Pioneiro da crítica militante no Brasil, em contexto de rica produção na área, convive
com especialistas de envergadura, como Sérgio Milliet, Antônio Candido, Sérgio
Buarque de Holanda, Brito Broca, Oscar Mendes, Eduardo Frieiro, Olívio Montenegro,
Augusto Meyer, Agripino Grieco, Tristão de Ataíde, Wilson Martins, Adonias
Filho. Estes intelectuais
eram os responsáveis pela crítica literária em jornais de São Paulo, Belo
Horizonte, Recife, Porto Alegre e, em especial, no Rio de Janeiro, onde Álvaro
Lins publica ensaios e resenhas no Diário de notícias e Diários
associados.
Literatura
e vida literária, com o subtítulo “Notas de um Diário de crítica”, recolhe
depoimentos, confissões, análises, impressões de leitura e reflexões sobre
assuntos literários. O livro agrega matéria que complementa a caudalosa série Jornal
de crítica, em fragmentos numerados. Comentando a revitalização do
interesse pela forma, pelo estilo, observada na evolução do Modernismo, escreve
no fragmento XLII: “Que o modernismo, num determinado momento de ímpeto e
combate, realizasse verdadeiras aventuras de linguagem e de estilo – isto parece
legítimo pelo seu caráter de lida com a necessidade vital de destruição. Mas
não será legítimo o propósito de tomar como norma no absoluto, um objetivo momentâneo
que fora apenas uma utilíssima e inteligente tática de batalha. (...) O
verdadeiro estilo, o que resiste ao olho e à análise de todos os homens, em
todos os tempos, este se forma no interior, cristaliza-se com a própria ideia que
vai exprimir, completa-se, numa unidade orgânica, com o próprio ser artístico do qual emana.” No registro CCLXVII, discute
elementos articulados à construção do romance: “Ideias não valem, no romance,
como abstrações teóricas, sim como móveis das ações dos personagens. As ideias
do romance são ideias encarnadas em seres vivos. Este perigo, no entanto, não
está ainda diante de nós; não devemos combater moinhos de vento. Ideias não são
coisas muito abundantes no romance brasileiro, quase todo feito de sentimentos
e observações de costumes.” Ao terminar o livro sobre Eça de Queiroz, anota: “Preocupei-me
às vezes em saber que lição haveria a extrair da sua obra. Preocupação inútil.
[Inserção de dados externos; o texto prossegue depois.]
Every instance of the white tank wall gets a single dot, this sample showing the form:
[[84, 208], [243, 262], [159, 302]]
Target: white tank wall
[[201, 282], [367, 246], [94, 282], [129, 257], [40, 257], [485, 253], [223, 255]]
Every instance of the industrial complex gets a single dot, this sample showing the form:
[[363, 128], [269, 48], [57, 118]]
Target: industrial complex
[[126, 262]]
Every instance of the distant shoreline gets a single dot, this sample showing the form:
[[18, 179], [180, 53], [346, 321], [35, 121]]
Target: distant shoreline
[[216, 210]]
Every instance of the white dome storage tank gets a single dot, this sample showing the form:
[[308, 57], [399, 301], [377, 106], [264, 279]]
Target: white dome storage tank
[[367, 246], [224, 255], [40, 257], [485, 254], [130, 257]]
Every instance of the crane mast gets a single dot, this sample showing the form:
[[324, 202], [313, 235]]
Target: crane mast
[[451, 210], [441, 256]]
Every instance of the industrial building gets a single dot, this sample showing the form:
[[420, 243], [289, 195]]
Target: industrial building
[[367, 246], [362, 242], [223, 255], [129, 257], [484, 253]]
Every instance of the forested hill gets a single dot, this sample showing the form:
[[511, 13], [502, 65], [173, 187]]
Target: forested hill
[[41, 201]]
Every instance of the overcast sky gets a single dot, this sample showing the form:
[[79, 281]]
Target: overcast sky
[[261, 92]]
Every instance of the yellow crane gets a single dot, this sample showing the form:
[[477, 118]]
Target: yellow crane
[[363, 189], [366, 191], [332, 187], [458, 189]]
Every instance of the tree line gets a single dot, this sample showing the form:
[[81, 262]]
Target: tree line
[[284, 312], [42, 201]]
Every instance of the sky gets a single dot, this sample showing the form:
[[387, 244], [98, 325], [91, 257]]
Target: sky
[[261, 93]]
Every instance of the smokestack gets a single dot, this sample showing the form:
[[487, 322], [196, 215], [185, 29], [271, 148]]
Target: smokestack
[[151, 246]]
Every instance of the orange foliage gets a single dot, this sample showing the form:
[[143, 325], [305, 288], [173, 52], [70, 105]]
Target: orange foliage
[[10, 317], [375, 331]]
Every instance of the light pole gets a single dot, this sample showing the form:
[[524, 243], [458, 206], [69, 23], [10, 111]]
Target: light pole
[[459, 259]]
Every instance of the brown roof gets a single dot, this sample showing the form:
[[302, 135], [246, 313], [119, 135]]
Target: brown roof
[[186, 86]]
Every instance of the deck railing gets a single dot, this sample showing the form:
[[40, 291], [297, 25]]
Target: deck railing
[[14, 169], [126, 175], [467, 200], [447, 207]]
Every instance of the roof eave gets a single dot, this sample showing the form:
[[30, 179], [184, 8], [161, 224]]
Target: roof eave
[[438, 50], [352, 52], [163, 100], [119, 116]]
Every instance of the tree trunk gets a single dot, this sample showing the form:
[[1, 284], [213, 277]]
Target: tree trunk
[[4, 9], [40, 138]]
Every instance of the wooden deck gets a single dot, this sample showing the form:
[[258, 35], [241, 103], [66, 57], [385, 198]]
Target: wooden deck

Deveria logo ter compreendido que não haveria ‘ensinamentos’ na sua arte,
porque deixar lições ou teorias não será de modo nenhum a missão de um
verdadeiro artista. O que há a aproveitar em Eça, além da sua arte, em si
mesma, é o exemplo do artista, bem necessário nos tempos de hoje. O exemplo de
uma vida inteira dedicada aos ideais da literatura; a concepção da arte
colocada num plano de seriedade, de dignidade, de trabalho, que está hoje cada
vez mais rara (CXXVI)”.
LINS, Álvaro. Literatura e
vida literária. Rio de Janeiro: Civilização brasileira, 1963.